LOC: tão estranho, tão amigo!
Por Marcelo Lemos
Não
esqueço a estranheza de ter diante de mim, quando pela primeira vez, as páginas
do Livro de Oração Comum. Havia
já participado de alguns cultos ricos em liturgia, como nas poucas vezes que
visitei a Catedral Evangélica de São
Paulo (Presbiteriana Independente), ou nas ocasionais visitas a Igreja
Romana. Mas, elas todas foram um participar da experiência dos outros, não algo
especialmente pessoal e significativo. Porém, desde minha primeira leitura no LOC,
havia o desejo nascente de fazer parte da espiritualidade ali contida – o que,
provavelmente, alimentou a estranheza mencionada. É que almejava aquela
espiritualidade, e seria desonesto não admitir o choque daquele primeiro
encontro.
Permitam-me falar de estranheza, mesmo aquele primeiro
contato sido precedido de um bom preparo intelectual. Mas, devo dizer que não
foi um choque movido por preconceitos, do tipo que vê na liturgia formal as
garras 'demoniacas' de um Vaticano satanizado e onipresente (risos). Um choque
muito mais estético que teológico, eu diria. Foi como ter passado a vida
inteira ouvindo música popular para, de repente, deparar-se com a Nona Sinfonia
de Beethowen. Leva certo tempo para os ouvidos se adaptarem. Foi um me sentir
manco, impotente, e despreparado para assumir aquele novo compromisso. Sim,
compromisso, e não apenas uma curiosidade intelectual feito Capitu.
Essa inicial estranheza – aqui abro um parêntese -
me tornou um pouco mais paciente com aquele cristão mediano que nutre algum
tipo de preconceito para com o Anglicanismo, ou para com a Liturgia Reformada.
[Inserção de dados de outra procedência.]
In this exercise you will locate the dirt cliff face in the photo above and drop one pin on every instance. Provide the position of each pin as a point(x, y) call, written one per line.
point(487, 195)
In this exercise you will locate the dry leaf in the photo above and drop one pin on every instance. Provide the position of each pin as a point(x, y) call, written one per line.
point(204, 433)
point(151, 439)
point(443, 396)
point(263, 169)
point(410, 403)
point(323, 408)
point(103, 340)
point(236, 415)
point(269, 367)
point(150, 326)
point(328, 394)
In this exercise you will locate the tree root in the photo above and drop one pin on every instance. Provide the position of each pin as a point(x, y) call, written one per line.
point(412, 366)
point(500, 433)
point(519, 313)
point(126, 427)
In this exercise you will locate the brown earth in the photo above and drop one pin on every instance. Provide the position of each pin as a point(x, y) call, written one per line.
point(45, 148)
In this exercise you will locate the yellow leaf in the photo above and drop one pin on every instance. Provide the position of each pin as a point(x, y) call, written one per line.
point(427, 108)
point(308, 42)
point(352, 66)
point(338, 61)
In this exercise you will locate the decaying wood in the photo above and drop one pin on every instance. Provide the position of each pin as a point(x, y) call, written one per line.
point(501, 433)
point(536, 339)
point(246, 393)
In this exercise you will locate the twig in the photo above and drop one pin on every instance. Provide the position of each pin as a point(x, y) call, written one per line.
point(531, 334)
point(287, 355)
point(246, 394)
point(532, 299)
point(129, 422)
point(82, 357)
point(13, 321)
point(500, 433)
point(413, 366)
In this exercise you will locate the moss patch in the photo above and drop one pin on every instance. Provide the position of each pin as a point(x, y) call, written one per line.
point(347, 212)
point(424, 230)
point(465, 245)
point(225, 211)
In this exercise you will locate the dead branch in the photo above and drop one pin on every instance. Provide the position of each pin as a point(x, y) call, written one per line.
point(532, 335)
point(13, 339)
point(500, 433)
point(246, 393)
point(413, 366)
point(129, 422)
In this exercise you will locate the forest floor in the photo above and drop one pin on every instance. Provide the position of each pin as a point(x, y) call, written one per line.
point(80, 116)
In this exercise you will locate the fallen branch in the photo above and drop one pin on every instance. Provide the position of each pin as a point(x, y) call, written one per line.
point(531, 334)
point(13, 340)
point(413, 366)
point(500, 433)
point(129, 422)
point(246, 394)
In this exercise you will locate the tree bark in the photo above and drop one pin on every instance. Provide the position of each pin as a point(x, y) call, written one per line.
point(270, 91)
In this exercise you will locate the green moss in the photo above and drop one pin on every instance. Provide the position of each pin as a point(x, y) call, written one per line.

Há preconceituosos desonestos, ou ainda os intransigentes. Com estes já comprei
algumas brigas. Contudo, há certo preconceito, ou até mesmo certo receio sobre
a matéria, e que é movido pelo medo do desconhecido. Não é triste saber que
justo o Anglicanismo, primeira Igreja Reformada a colocar os pés em solo
Brasileiro, seja hoje tão estranho e distante a nossa gente? É verdade que
aportamos por aqui, nos tempos do Império, sem autorização para evangelizar os
brasileiros, mas isso é coisa do passado, não? "Que Igreja é essa?",
é a pergunta atônita que quase invariavelmente recebo ao ser questionado sobre
o que somos. Há, claro, também aqueles que simplesmente respondem com um "Que
legal!", a fim, suspeito, de não deixar transparecer que nada sabem do que
estou falando... Desse ou daquele jeito, essa ou aquela dúvida, sempre uma
oportunidade. Fecha.
Tais
fatos implicam, também, e ainda mais importante, em certa reflexão. Desde o início
tive medo de não dar conta do desafio de me tornar uma pessoa
"liturgica", e claro, de educar uma Igreja a ser
"liturgica". Culpa daquela estranheza que falei no inicio. Mas não
só. Some-se também certa preocupação pastoral. Por onde começar? Como lidar com
os preconceitos e objeções que poderiam surgir? Honestamente, nossa experiência
com a Comunidade Anglicana Carisma é algo tão recente que ainda
estou a procura de tais respostas. Não obstante, julgo que alguns princípios
teológicos gerais me auxiliarão nessa busca. Primeiro, que meu objetivo como
pastor de almas não é "anglicanizar" as pessoas, mas evangelizá-las. “Que
é isso de anglicanismo?” não é mero convite à História, mas ao coração do
Evangelho. Segundo, que não existe antídoto melhor contra o preconceito, e a
ignorância, que uma adequada educação; neste caso, estou especificamente pensando
em catequeze. Acredito que tais princípios me ajudarão a não me apresentar como
portador de novidades, ou de modismos, e me permitirá pesar corretamente as prioridades.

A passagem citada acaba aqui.